Stem cell production has long been a labor-intensive process in which researchers cultivate hundreds of tissue-culture flasks over the course of months to produce enough cells for a few patients. However, the cells are needed on a large scale, such as for a recent Mayo Clinic clinical study that found infusions of stem cells to be safe for patients who have undergone lung transplants.
Established with funding from the Mayo Clinic Center for Regenerative Medicine, the new automated platform can generate several billion bone marrow-derived mesenchymal (adult) stem cells in a matter of days. In particular, the platform will support production of stem cells obtained from a healthy donor (versus stem cells taken from, and returned to, the same patient). “This may make treatments possible in cases where the patient’s own cells are not viable as therapy,” says Abba Zubair, M.D., Ph.D., medical director of Transfusion Medicine and the Human Cell Therapy Laboratory on the Florida campus. “In addition, because the cells can be produced in days instead of months, it may also make treatments available on short notice when they’re needed for acute care.”
Significantly, having the capability to produce large quantities of cells will facilitate the next stages of clinical studies, Dr. Zubair says. “Although Mayo Clinic has been poised to scale up regenerative clinical trials, to date we did not have the capacity to support them. With this new technology, we now can develop phase II trials enrolling larger numbers of patients to fully test the efficacy of cell-based therapies.”

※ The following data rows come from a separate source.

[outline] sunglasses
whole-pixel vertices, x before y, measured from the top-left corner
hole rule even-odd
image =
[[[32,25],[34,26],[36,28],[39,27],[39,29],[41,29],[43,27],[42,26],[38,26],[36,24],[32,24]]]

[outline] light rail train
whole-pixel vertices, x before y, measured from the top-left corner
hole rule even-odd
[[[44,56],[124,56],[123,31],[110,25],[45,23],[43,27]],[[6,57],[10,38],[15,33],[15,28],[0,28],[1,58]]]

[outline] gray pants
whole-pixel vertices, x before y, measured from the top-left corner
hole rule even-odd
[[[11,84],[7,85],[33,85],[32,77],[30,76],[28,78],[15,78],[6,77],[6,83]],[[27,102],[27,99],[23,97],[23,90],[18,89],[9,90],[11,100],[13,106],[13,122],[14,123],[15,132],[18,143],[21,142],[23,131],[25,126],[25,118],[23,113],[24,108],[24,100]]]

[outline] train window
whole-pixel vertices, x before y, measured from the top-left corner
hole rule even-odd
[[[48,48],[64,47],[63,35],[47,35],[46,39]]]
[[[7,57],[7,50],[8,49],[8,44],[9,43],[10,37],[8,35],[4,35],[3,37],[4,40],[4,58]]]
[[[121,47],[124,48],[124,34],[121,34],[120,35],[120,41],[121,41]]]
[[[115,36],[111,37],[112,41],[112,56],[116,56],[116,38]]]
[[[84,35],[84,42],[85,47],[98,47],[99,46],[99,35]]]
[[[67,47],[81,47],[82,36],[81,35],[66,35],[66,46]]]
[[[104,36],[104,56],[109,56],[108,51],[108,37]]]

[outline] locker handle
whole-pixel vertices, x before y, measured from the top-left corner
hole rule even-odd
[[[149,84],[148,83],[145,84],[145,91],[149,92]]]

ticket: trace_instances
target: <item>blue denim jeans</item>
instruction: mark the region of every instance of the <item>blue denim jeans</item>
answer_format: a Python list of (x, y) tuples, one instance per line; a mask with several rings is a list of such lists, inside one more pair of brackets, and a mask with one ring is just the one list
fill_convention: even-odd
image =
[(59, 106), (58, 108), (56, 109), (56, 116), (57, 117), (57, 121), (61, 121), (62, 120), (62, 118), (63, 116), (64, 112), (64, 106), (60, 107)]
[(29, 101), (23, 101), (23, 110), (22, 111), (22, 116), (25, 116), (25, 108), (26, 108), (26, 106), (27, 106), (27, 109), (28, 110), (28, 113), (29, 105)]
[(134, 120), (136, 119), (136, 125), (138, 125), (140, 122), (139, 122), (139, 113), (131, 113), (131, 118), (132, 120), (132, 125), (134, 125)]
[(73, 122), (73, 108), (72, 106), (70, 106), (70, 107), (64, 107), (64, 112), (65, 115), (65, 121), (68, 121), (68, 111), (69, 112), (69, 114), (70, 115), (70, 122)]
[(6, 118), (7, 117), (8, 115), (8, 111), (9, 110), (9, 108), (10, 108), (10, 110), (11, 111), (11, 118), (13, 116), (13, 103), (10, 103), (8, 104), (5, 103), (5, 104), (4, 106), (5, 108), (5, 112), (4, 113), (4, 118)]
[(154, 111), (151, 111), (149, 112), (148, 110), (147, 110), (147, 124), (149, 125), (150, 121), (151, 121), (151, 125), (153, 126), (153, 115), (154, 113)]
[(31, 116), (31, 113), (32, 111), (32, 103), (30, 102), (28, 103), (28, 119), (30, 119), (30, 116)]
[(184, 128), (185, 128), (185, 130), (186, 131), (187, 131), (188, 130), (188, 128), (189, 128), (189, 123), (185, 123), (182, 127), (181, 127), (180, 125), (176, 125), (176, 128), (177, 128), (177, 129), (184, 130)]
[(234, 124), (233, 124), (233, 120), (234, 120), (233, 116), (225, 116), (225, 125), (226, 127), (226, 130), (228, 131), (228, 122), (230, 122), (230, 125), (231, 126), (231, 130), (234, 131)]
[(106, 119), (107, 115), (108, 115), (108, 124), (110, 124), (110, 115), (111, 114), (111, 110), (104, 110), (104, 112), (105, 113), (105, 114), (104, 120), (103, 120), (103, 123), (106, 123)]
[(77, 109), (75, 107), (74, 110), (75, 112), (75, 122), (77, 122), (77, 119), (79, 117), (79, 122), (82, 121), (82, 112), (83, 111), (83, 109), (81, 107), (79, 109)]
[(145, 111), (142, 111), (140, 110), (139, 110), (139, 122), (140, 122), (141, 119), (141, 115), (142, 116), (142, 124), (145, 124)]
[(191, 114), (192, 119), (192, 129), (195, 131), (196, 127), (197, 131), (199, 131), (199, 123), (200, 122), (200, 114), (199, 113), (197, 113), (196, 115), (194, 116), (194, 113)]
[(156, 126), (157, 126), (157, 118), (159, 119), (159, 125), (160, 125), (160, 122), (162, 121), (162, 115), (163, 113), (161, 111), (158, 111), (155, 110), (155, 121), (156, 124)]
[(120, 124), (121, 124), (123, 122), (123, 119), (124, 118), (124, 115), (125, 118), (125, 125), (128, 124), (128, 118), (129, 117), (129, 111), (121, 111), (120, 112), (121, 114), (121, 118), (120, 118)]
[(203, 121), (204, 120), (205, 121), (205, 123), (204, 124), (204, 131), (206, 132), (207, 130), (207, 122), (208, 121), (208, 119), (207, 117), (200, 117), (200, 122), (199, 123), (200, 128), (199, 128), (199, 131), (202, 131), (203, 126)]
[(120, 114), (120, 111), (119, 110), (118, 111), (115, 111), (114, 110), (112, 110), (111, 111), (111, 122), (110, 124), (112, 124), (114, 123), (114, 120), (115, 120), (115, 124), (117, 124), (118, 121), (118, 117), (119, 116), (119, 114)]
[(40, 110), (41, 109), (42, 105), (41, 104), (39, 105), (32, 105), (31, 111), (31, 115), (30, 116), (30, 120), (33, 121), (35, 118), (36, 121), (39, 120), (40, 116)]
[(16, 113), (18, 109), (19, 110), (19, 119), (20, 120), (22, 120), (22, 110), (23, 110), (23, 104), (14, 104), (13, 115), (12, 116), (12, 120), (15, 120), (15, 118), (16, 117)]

Following federal and institutional guidelines, researchers are developing protocols to test stem cells therapies in areas where preclinical studies have suggested they will succeed. “Use of an automated cell manufacturing platform not only advances Mayo’s existing cell therapy capabilities, but also opens the door toward establishment of engineered cell-therapy platforms, transforming our ability to pursue targeted biologics-based approaches across Mayo Clinic in Arizona, Florida and Minnesota,” says cardiologist Atta Behfar, M.D., Ph.D., a Mayo Clinic cardiologist, who is director of the Van Cleve Cardiac Regenerative Medicine Programand deputy director of translation for the Center for Regenerative Medicine across Mayo Clinic. “The FDA allowance of this latest generation cell manufacturing platform not only allows Mayo to continue its quest to develop treatments in areas of unmet patient needs, but positions us at the forefront of regenerative innovation.”
Areas that Mayo Clinic researchers will advance the investigation of stem cell therapies include lung transplant rejection; chronic obstructive pulmonary disease; inflammatory bowel disease; and graft-versus-host disease, which is a complication of transplants.